Sophomore Lindsay Rappe said, “Membean is a great program to learn vocabulary because it constantly tests you until you know the words.”
The goal of Membean is for students to study vocabulary without having a traditional quiz or test. Wesleyan has used other vocabulary systems in the past, including The Classic Root Book and Word Voyage. With these books in the curriculum, teachers would have to put aside their lesson plan to make time for students to study vocabulary. Membean is a more efficient vocabulary supplement to what the students already have for that class.
Even though Membean will be helpful in the long-run, students are having a hard time grasping the positives from the program. Junior Ryan Gomes said, “When I wake up in the morning, I wake up happy, for about five seconds, then I realize I didn’t do my membean. Then I go to school crying.”
English teacher Dawson Zimmerman tested Membean with a few of his classes and received mixed reviews.

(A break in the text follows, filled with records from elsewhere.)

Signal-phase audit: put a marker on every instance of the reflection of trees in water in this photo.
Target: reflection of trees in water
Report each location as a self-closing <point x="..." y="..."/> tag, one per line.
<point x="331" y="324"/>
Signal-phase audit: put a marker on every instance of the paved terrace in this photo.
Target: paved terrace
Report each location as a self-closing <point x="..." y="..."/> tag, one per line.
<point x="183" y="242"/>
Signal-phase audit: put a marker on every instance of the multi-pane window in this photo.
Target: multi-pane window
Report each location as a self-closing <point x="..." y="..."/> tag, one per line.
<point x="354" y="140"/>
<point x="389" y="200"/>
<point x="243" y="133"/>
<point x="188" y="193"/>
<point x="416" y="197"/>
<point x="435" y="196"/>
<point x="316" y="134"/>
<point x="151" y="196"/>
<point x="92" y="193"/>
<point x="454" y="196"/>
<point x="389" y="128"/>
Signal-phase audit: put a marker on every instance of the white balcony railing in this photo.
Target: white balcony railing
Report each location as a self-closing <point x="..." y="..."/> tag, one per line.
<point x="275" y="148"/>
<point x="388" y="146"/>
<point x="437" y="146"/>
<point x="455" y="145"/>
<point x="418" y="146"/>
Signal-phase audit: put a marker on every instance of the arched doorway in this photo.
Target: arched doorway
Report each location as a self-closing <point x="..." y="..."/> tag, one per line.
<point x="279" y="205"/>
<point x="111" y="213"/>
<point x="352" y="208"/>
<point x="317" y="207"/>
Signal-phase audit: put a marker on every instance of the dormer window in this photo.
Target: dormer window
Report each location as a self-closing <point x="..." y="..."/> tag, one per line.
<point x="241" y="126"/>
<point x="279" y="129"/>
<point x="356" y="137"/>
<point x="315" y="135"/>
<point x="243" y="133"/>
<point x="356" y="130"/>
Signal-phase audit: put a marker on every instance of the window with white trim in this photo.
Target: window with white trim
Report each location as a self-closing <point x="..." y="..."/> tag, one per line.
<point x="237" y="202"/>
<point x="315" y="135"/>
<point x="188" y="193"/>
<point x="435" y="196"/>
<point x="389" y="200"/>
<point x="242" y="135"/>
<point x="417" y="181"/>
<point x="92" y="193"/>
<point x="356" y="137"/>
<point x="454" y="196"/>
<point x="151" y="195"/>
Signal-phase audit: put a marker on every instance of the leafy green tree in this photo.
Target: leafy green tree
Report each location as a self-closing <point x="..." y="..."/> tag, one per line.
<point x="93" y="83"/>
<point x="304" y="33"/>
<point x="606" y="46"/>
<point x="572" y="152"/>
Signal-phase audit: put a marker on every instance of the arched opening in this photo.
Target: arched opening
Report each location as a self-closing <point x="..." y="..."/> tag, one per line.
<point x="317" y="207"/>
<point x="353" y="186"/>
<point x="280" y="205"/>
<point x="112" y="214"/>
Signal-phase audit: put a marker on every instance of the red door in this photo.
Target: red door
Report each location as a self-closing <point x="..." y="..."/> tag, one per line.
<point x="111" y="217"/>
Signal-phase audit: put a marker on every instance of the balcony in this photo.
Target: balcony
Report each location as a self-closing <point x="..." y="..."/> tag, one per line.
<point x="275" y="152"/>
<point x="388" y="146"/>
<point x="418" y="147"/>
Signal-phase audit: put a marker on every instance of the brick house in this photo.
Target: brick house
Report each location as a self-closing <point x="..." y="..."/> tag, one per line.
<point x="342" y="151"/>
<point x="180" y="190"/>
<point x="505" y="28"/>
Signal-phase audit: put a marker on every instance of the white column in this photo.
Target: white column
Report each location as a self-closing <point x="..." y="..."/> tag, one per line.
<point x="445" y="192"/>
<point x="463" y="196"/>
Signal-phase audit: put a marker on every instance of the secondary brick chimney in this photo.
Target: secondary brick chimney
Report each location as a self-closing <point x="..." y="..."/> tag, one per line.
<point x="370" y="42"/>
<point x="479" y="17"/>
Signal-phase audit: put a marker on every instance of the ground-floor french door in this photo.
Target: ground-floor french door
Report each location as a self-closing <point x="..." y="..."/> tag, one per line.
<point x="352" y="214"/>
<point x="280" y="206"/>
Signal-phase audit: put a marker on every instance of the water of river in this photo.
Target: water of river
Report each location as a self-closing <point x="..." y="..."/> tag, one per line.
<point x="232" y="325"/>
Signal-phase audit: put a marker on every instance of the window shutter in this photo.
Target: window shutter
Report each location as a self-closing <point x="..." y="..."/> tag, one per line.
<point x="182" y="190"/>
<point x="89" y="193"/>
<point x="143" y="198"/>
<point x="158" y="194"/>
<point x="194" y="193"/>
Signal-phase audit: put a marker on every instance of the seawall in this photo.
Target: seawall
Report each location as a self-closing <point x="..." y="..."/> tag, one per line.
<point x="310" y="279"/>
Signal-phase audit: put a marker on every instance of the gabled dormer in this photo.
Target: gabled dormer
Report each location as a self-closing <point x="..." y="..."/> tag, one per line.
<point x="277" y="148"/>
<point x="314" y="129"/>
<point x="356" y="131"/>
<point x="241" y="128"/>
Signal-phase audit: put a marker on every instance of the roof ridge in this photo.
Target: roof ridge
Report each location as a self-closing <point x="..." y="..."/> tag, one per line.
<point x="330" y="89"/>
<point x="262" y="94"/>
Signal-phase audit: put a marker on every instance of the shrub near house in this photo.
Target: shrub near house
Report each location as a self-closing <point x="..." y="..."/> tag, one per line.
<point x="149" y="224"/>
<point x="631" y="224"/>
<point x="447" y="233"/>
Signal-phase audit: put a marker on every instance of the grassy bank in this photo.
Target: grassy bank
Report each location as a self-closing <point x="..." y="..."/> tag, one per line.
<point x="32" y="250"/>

Several students had a hard time remembering to do their Membean assignments. At the end of the year Zimmerman gave the students a chance to make up their missed assignments by doing three times more than what they originally had to do. This led to hours of vocabulary study, but students were able to bring back up their grade and remove the zeros out of their grade book. Zimmerman said, “There has been higher success in Membean than having students memorize a list of words and then forgetting then right after [they are tested on them].”
Throughout the year, students will spend more time on Membean learning plenty of vocabulary words. The ultimate goal is for students to be able to apply Membean vocabulary in their day-to-day life.